L'écart de rendement entre les emprunts français et allemand à 10 ans, qui était revenu sous 150 points, s'est élargi après la publication de la note, comme celui de pays périphériques de la zone euro et d'autres pays "triple A" comme l'Autriche ou la Finlande.

Les Bourses européennes ont accentué leurs pertes, l'Eurostoxx 50 et le CAC 40 perdant chacun environ 2,5% vers 13h15 GMT, les valeurs bancaires comme BNP Paribas et Société générale perdant près de 5% et affichant pendant plusieurs heures les plus fortes baisses de l'indice parisien.

LE MODÈLE SOCIAL SUR LA SELLETTE

Rappelant que l'écart de rendement entre emprunts français et allemand a franchi le seuil des 200 points de base la semaine dernière, Alexander Kockerbeck souligne qu'à ces niveaux, le coût de financement à long terme est presque le double de celui de l'Allemagne et qu'une hausse de 100 points de base des rendements représente 3 milliards d'euros de surcoût annuel.

"Avec une prévision de croissance réelle de seulement 1% en 2012, une charge de la dette plus élevée rendra d'autant plus difficile la réalisation de l'objectif de réduction du déficit public", poursuit l'analyste.

Depuis 2008, le déficit et la dette de la France se sont "considérablement détériorés", note Moody's, qui reconnaît que les mesures d'austérité adoptées par les autorités françaises attestent de leur engagement à contrôler les finances publiques.

"Les perspectives de croissance économique et la crise (de confiance) sur la dette européenne - qui échappent toutes les deux au contrôle total du gouvernement - sont des facteurs de risque important pour son bilan", souligne Moody's.

"Le modèle social français ne peut pas être financé si le potentiel de l'économie française n'est pas préservé.

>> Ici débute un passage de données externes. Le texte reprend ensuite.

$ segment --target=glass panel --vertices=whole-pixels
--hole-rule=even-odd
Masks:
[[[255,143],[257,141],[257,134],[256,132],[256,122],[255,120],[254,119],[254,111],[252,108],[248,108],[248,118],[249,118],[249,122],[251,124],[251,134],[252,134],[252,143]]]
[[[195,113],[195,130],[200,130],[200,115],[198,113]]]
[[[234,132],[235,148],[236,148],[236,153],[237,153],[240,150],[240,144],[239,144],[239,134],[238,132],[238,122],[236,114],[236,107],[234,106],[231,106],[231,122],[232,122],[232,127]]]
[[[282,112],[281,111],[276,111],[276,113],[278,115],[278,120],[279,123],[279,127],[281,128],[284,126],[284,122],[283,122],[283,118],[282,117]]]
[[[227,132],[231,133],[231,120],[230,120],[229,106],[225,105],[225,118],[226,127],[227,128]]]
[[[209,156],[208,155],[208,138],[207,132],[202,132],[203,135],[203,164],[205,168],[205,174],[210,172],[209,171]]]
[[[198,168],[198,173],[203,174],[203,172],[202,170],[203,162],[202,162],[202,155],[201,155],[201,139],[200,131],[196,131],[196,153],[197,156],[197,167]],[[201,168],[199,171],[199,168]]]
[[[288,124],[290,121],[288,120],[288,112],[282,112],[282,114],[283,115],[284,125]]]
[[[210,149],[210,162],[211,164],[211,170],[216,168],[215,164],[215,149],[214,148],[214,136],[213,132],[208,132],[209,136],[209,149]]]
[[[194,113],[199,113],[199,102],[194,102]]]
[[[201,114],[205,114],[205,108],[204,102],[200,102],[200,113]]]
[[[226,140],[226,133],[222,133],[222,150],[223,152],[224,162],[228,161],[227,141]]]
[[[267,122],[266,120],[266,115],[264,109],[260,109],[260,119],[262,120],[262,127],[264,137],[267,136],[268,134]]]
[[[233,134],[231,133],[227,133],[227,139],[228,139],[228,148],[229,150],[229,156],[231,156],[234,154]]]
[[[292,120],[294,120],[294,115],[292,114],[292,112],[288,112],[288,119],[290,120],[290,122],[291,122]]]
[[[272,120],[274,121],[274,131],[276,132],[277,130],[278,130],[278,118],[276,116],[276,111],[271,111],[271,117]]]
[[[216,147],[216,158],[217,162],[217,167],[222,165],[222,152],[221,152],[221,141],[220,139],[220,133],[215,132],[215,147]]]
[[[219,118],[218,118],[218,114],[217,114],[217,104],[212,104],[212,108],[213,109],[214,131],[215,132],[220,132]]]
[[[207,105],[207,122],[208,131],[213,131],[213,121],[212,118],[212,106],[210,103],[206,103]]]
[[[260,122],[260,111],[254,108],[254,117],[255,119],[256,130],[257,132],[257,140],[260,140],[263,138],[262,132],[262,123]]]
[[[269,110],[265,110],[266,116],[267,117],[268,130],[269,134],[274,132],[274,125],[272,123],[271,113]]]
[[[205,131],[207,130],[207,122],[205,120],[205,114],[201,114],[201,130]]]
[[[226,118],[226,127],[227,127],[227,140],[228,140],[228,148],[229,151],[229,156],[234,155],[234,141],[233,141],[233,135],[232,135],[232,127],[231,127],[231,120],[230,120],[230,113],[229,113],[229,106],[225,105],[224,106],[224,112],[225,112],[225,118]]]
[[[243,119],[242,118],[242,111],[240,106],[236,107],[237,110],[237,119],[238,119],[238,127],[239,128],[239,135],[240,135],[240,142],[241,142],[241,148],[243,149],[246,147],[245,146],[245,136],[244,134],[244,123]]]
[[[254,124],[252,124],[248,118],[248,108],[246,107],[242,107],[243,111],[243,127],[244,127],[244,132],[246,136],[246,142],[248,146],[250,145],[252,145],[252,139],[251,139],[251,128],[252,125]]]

Un nouvel affaiblissement de la croissance du PIB mettrait à l'épreuve la capacité politique du gouvernement à dégager de nouvelles économies", prévient l'agence alors que s'amorce la campagne pour l'élection présidentielle de 2012

"LES GENS S'ATTENDENT À UNE DÉGRADATION"

Selon Olivier Bizimana, économiste chez Morgan Stanley, "dans l'environnement actuel, les gens s'attendent à ce que la France soit dégradée, mais il n'y pas vraiment d'explication pourquoi, c'est simplement que la France est immobile".

"La situation budgétaire est probablement moins bonne que celles d'autres pays triple A", a-t-il dit à Reuters, mais "cette approche est incorrecte". "La France est probablement en meilleure forme que d'autres : une des raisons est son potentiel de croissance plus élevé, ce qui signifie des rentrées fiscales plus importantes à l'avenir, essentiellement parce que la trajectoire démographique est meilleure."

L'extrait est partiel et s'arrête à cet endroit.